LOUISVILLE, Ky. (AP) — Abortion-rights defenders opened a new legal fight against Kentucky on Friday to try to block one of the country’s most restrictive abortion measures, which would mostly ban the procedure once a fetal heartbeat is detected.
Hours after Kentucky’s Republican-dominated legislature passed the so-called fetal heartbeat bill, the American Civil Liberties Union was back in federal court in Louisville to challenge the measure. The legislation won final passage late Thursday and was sent to the state’s anti-abortion governor, Republican Matt Bevin, who signed it Friday.
Late Friday, a federal judge issued a temporary restraining order to block enforcement of the fetal heartbeat bill.
It was the second straight day the ACLU took aim at new abortion restrictions passed by Kentucky lawmakers.
ACLU attorney Brigitte Amiri said Kentucky is part of a broader agenda to push an abortion case to the U.S. Supreme Court to challenge the court’s 1973 ruling that legalized abortion nationwide.
GOP-led legislatures in several other states are also considering fetal heartbeat bills amid surging optimism among conservatives that sweeping abortion bans might have a chance of prevailing in the reconfigured U.S. Supreme Court that includes President Donald Trump’s appointees, Neil Gorsuch and Brett Kavanaugh.
“This onslaught of bans on abortion that fly in the face of Roe v. Wade are designed specifically for the purposes of trying to get the Supreme Court to reconsider Roe,” Amiri said in a phone interview Friday.
The organization has filed four separate lawsuits challenging a series of abortion laws in Kentucky that mostly passed after the GOP took total control of the state legislature in 2017.
It’s the most lawsuits the ACLU has pending against any state over abortion policy, Amiri said.
The most restrictive Kentucky measure would require anyone seeking an abortion to first determine if a fetal heartbeat is detectable. If it is, the abortion would be banned, with narrow exceptions such as when the mother’s life is endangered. A fetal heartbeat can be detected as early as six weeks into pregnancy, before many women know they’re pregnant.
Bevin’s office did not immediately comment Friday on the ACLU’s latest legal action.
“I think we sent a strong message to the world that Kentucky is one of the most conservative, pro-life states in the country,” state Senate Majority Floor Leader Damon Thayer said Thursday night.
ACLU attorneys said the heartbeat bill would prohibit 90 percent of abortions in Kentucky.

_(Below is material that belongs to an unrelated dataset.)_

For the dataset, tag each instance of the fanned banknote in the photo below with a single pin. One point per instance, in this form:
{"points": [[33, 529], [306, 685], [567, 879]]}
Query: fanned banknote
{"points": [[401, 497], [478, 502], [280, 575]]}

The only abortion clinic in Kentucky, EMW Women’s Surgical Center in Louisville, would have to turn away most patients, Amiri said.
“If the six-week ban takes effect, the consequences will be devastating,” she said.
The ACLU added its legal challenge against the heartbeat bill to a lawsuit it filed Thursday against another Kentucky abortion measure sent to Bevin on Wednesday. That bill would ban abortion for women seeking to end their pregnancies because of the gender, race or disability of the fetus. When the ACLU said it would take the state to court again over that measure, Bevin defiantly tweeted: “Bring it! Kentucky will always fight for life.”
It and the heartbeat bill would take effect immediately upon the governor’s signature.
The ACLU, which brought the lawsuit on behalf of EMW, also asked a federal judge to block the measure passed Wednesday while its lawsuit challenging the bill is considered.
Federal judges struck down two Kentucky abortion laws in recent years, and the state has appealed both rulings.
One of those laws required abortion clinics to have signed agreements with a hospital and ambulance service in case of a medical emergency. Attorneys for the ACLU and others argued Bevin’s administration was using the law to try to force the last abortion clinic to close. The other state law that was struck down required doctors to perform an ultrasound and attempt to describe it and show it to the patient prior to an abortion.
A trial was held late last year in a third lawsuit challenging a Kentucky law aimed at a common second-trimester procedure to end pregnancies. A federal judge has not yet ruled in the case.
Attorneys for the ACLU and other groups challenging the hospital and ambulance transfer agreement law are seeking $1.5 million from the state to cover attorneys’ fees and other costs.